Having eyes open to the centuries of Christian imperialism, cultural genocide, racism, the abuse of the rights and dignity of women and LGBTQ+, clericalism, and many sins of the church is perhaps like being at the foot of the cross on Good Friday beholden to the bruised, bloodied, and frail body of Jesus. It is ugly and at times I wish I could close my eyes to it all. Like myself, I suspect many others who work for justice, peace, healing, and reconciliation in the church want to do the same. And yet, so many of us remain committed to the work of justice, in part, because we have the authority to do so.
Our authority is rooted in our baptismal dignity as children of God.
Our authority is rooted in the outpouring of the Holy Spirit who empowers us.
Our authority is rooted in our faithfulness to Jesus’ command to bring about God’s kin-dom on earth.
Today’s gospel teaches us about the authority with which Jesus carries out his mission. It comes from his loving parent and through the power of the Holy Spirit. It comes from his selflessness for the sake of healing, reconciliation, and restoration. It is not only because of his lineage (that we read in the beginning of Matthew’s gospel) that Jesus has authority, but also because we see it carried out in his teaching, healing, forgiving, compassion, suffering, death, and resurrection. In the same way, not everyone who says Lord, Lord, will enter the kin-dom of heaven - as Jesus teaches in Matthew chapter 7. Like Jesus, we must use that authority in teaching, healing, forgiving, and working for justice and peace.

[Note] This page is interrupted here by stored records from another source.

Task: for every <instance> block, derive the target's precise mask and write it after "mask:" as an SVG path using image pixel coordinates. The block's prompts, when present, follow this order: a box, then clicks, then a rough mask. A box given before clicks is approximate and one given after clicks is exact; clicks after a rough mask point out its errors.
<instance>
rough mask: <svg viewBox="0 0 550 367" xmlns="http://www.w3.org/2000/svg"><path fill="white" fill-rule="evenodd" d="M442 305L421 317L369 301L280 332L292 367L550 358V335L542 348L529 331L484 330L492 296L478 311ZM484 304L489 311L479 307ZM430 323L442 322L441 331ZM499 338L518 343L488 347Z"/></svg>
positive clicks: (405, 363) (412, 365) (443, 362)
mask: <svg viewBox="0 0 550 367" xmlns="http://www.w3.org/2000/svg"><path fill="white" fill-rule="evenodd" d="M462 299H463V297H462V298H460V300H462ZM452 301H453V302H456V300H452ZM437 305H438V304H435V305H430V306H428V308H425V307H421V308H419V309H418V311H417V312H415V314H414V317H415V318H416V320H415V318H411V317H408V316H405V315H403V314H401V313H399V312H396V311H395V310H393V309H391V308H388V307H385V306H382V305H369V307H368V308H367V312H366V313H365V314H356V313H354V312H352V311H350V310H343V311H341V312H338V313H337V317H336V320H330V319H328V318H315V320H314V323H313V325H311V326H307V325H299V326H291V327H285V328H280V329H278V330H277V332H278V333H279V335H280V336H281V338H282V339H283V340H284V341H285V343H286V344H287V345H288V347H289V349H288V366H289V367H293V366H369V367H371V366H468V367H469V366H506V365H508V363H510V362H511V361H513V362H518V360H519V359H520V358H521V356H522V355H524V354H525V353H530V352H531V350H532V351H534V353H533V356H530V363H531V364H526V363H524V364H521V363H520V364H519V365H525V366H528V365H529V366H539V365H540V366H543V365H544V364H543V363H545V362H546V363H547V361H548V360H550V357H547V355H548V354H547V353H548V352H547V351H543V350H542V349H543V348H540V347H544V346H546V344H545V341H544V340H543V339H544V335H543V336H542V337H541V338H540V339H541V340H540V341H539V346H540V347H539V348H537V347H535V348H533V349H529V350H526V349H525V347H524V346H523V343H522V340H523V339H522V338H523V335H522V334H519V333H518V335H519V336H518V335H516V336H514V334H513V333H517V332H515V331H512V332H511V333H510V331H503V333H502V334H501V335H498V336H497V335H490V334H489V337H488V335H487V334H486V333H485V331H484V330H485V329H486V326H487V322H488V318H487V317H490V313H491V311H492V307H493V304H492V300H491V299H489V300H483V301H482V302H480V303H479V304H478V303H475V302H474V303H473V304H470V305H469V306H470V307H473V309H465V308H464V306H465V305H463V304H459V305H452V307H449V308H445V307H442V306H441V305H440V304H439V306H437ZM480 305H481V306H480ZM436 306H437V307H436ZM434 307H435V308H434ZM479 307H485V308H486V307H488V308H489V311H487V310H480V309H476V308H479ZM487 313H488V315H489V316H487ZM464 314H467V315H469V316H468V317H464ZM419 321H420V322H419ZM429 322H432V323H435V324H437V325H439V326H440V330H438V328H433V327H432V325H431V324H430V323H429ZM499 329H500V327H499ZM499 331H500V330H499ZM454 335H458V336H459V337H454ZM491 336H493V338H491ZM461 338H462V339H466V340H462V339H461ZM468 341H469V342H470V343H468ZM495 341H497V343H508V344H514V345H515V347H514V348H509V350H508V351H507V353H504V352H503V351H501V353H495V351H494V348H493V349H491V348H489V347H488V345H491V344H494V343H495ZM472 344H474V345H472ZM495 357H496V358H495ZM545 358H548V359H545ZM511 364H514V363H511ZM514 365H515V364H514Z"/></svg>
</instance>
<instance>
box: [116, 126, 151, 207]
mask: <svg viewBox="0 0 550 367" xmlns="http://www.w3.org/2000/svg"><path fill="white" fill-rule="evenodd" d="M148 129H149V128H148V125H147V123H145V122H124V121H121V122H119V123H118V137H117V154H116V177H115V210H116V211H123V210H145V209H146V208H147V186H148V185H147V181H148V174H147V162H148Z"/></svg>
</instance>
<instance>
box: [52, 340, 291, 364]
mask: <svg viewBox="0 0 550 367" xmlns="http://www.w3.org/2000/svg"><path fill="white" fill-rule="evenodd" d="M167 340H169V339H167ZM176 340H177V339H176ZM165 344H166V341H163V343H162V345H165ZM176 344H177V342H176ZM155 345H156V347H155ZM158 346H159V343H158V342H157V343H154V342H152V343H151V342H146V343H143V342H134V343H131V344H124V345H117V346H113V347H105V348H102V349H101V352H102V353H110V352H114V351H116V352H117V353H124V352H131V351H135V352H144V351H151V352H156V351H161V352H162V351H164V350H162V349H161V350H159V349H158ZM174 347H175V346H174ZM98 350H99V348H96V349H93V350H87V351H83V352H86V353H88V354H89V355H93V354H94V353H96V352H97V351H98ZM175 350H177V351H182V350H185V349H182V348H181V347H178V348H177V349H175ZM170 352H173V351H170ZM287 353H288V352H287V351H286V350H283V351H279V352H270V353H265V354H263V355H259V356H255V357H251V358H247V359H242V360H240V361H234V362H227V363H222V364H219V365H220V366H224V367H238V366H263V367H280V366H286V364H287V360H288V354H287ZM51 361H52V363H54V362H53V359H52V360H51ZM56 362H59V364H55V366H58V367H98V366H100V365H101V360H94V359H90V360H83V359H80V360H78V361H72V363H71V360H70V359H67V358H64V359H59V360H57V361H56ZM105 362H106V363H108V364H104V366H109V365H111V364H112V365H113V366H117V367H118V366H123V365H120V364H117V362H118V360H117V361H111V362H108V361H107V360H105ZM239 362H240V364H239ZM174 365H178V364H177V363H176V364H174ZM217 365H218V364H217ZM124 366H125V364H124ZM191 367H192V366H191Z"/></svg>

It is in the midpoint of Matthew’s gospel that we hear that authority is given to the apostles by Jesus to bind and to loose. In other words, to determine what is true. The Catholic church teaches that the bishops are the present day apostles and they alone are the deciders. However, the church also teaches that they are not the only discerners of truth. All people must not only discern the truth, but we also have the duty to share that with the church. (See Code of Canon Law Title I.)
Indeed, the Synod on Synodality which recently concluded was an exercise in that communal discernment. While so many, like myself, were disappointed that issues like the ordination of women and the inclusion of LGBTQ+ people did not see progress, we can still find hope that the final document normalizes the need for the consent of the people within ecclesial discernment (See “For a Synodal Church: Communion, Participation and Mission - Final Document,” paragraph 88.) It is with that consensual synergy that we find the true authority of the bishops of the church. In a landmark teaching on synodality, the church teaches that the authentic authority of the bishops lies in its synergy with all the People of God (See “Synodality in the Life and Mission of the Church” paragraphs 36 and 106). As much as my instincts want me to reject the authority of bishops because my eyes have been opened to its abuse, I remain trusting that the Holy Spirit works through them, as much as I trust the Holy Spirit works through all people of good will. And the trust I have in episcopal authority is not expressed in blind obedience but in courageous truth telling.
On this day on our Advent journey in which we reflect on Jesus’ authority, may our own God-given authority to be ministers of justice, peace, healing, and reconciliation be renewed.
Mark Guevarra is a doctoral student at the Graduate Theological Union in Berkeley, California.